Parameter	Datatype	Default	Description	Supported Values
`onnx_file`	string		The precision to be used for the TensorRT engine
`trt_engine`	string		The maximum workspace size for the TensorRT engine
`input_channel`	unsigned int	3	The input channel size. Only the value 3 is supported.	3
`input_width`	unsigned int	224	The input width	>0
`input_height`	unsigned int	224	The input height	>0
`batch_size`	unsigned int	-1	The batch size of the ONNX model	>=-1
`verbose`	bool	False	Enables verbosity for the TensorRT log

tensorrt#

The tensorrt parameter defines TensorRT engine generation.

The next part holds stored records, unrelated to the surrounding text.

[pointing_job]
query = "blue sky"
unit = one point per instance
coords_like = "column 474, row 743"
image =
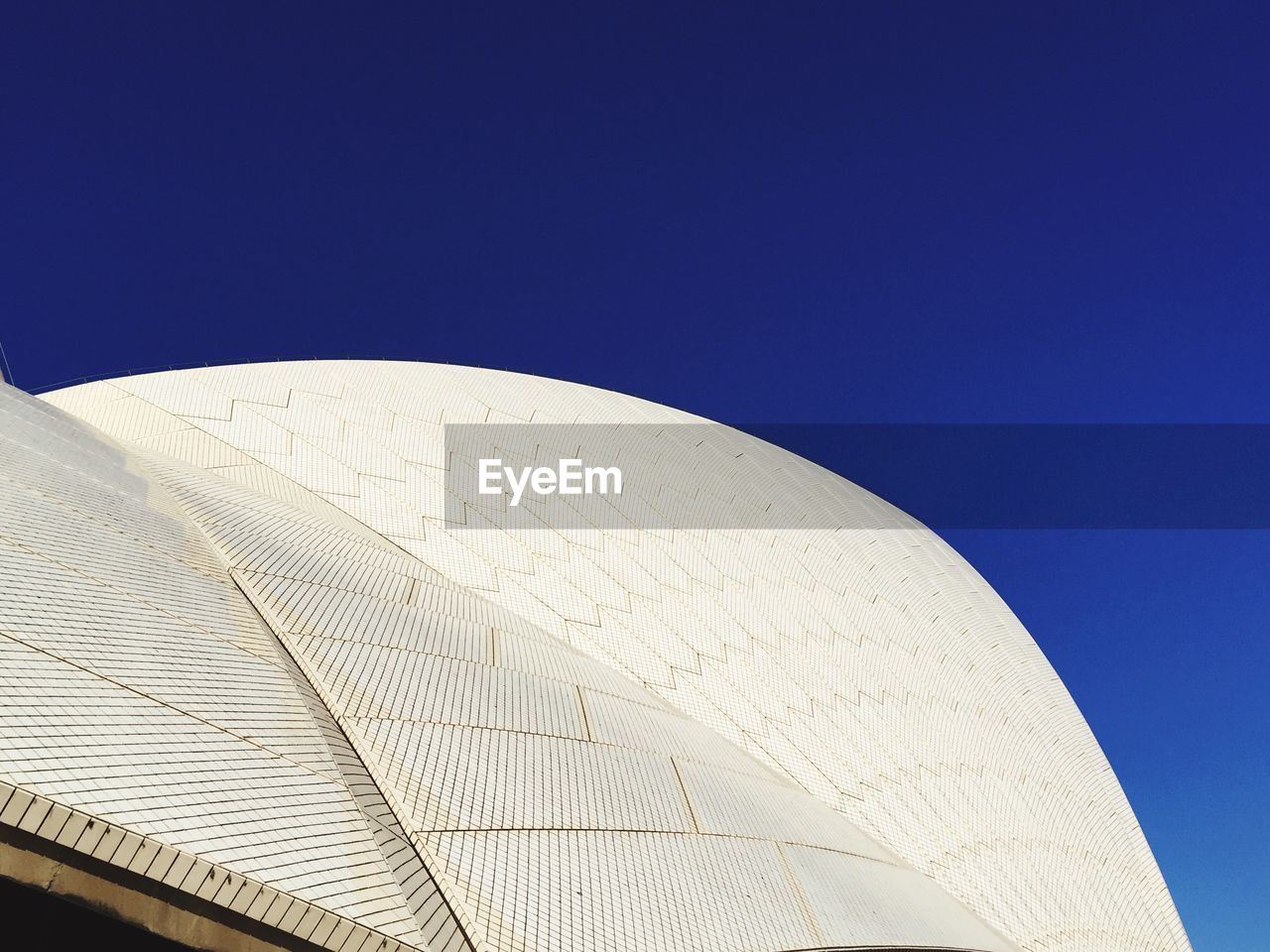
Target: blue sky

Parameter	Datatype	Default	Description	Supported Values
`data_type`	string	fp32	The precision to be used for the TensorRT engine	fp32/fp16/int8
`workspace_size`	unsigned int	1024	The maximum workspace size for the TensorRT engine	>1024
`min_batch_size`	unsigned int	1	The minimum batch size used for the optimization profile shape	>0
`opt_batch_size`	unsigned int	1	The optimal batch size used for the optimization profile shape	>0
`max_batch_size`	unsigned int	1	The maximum batch size used for the optimization profile shape	>0

Ask the agent to run the gen_trt_engine action against your spec. For example:

Build an FP16 TensorRT engine for the classification PyTorch model from
the exported ONNX at ``s3://my-bucket/cls/model.onnx`` using
``trt-spec.yaml``. Write the engine to ``s3://my-bucket/cls/model.engine``.
Run on the local Docker daemon.

Running Evaluation through a TensorRT Engine#

You can reuse the TAO evaluation specification file for evaluation through a TensorRT engine. The classes field is only required if you are using a custom class names. If this field is not provided, class mapping is based on the alphanumerical order of the image folder names. The following is a sample specification file:

evaluate:
  trt_engine: /path/to/engine/file
  topk: 1
dataset:
  data:
    samples_per_gpu: 16
    test:
      data_prefix: /raid/ImageNet2012/ImageNet2012/val
      classes: /raid/ImageNet2012/classnames.txt

Ask the agent to run the evaluate action against the engine you built. For example:

Evaluate the classification PyTorch TensorRT engine at
``s3://my-bucket/cls/model.engine`` against ``eval-spec.yaml``. Run on
local Docker.

Note

Currently there is an accuracy regression with TAO Classification with LogisticRegressionHead in TAO Deploy TRT evaluation compared to TAO PyTorch evaluation. This will be addressed in the next release.

Running Inference through a TensorRT Engine#

You can reuse the TAO inference specification file for inference through a TensorRT engine. The following is a sample specification file:

inference:
  trt_engine: /path/to/engine/file
dataset:
  data:
    samples_per_gpu: 16
    test:
      data_prefix: /raid/ImageNet2012/ImageNet2012/val
      classes: /raid/ImageNet2012/classnames.txt

Ask the agent to run the inference action against the engine you built. For example:

Run classification PyTorch inference with the TensorRT engine at
``s3://my-bucket/cls/model.engine`` using ``infer-spec.yaml``. Run on
your chosen backend.

Annotated visualizations are written to images_annotated under the configured results directory, and KITTI-format predictions are written to labels.